形式的で古臭いと感じていた習慣は、その本質的な意味を理解することで、家族の絆という無形の資産を育むための、極めて機能的な装置へと変わるのです。
まとめ
おせち料理は、単なる正月の食事ではありません。それは、年神様をお迎えし、自然の恵みに感謝するための神聖な儀式であり、日々の労働から人々を解放するための合理的なシステムでもありました。
そして何より、数の子に託された子孫繁栄、黒豆に込められた健康、伊達巻に願う成長など、一品一品が家族の幸福を願う「言祝ぎ」という名のメッセージで満たされています。この多様な願いの集合体は、現代の私たちにとって、家族の絆を確認し、未来への希望を共有するための、物語性豊かなコミュニケーションツールとして機能する可能性を秘めています。

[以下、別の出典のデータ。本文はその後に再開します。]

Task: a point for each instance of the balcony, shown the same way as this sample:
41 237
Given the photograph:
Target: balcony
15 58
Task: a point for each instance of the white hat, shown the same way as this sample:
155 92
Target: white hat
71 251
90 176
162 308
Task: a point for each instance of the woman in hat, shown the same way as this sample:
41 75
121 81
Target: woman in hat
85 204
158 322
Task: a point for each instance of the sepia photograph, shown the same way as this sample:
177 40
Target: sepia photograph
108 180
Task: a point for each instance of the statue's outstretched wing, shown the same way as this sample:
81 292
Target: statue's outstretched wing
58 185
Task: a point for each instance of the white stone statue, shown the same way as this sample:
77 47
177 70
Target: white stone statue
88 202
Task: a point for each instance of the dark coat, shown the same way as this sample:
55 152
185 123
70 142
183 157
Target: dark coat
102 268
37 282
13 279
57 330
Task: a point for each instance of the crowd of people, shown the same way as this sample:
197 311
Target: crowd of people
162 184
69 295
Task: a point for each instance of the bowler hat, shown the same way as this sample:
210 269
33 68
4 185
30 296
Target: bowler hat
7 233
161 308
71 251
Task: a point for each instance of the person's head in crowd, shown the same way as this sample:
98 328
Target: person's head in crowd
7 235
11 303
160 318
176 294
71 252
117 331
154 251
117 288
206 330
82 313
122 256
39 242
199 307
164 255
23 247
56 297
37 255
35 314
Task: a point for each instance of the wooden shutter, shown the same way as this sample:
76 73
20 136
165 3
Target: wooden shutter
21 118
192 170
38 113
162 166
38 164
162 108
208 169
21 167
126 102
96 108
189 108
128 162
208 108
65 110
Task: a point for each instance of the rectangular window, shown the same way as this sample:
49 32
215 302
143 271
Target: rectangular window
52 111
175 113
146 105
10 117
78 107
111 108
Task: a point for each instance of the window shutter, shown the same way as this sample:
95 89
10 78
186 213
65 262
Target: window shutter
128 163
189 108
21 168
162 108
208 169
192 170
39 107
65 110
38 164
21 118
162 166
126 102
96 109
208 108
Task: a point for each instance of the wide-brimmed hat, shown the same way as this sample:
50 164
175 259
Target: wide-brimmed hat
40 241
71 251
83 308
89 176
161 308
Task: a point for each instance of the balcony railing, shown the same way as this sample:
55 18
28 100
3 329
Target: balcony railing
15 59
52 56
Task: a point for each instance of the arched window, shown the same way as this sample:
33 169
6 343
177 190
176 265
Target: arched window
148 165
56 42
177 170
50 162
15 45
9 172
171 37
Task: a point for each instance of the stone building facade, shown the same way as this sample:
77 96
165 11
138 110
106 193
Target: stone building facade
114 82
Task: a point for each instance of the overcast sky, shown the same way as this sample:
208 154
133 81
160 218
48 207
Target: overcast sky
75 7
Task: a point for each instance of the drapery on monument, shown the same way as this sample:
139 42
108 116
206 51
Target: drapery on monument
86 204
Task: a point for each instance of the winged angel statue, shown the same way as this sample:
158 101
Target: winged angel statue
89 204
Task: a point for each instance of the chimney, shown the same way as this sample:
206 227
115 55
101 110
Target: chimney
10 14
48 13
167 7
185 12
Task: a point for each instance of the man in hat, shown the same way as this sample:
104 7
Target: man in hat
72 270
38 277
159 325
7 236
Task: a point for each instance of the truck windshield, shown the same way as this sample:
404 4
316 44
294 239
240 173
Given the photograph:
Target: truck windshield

次の正月、重箱の蓋を開ける際には、その一品一品に込められた先人たちの祈りに思いを馳せてみてはいかがでしょうか。これまでとは違う、深く、滋味豊かな味わいを感じられるかもしれません。それは、当メディアが探求する「本当の豊かさ」が、単なる経済的な充足だけでなく、こうした文化的な深みや家族との繋がりの中に見出せることの、一つの証明となるでしょう。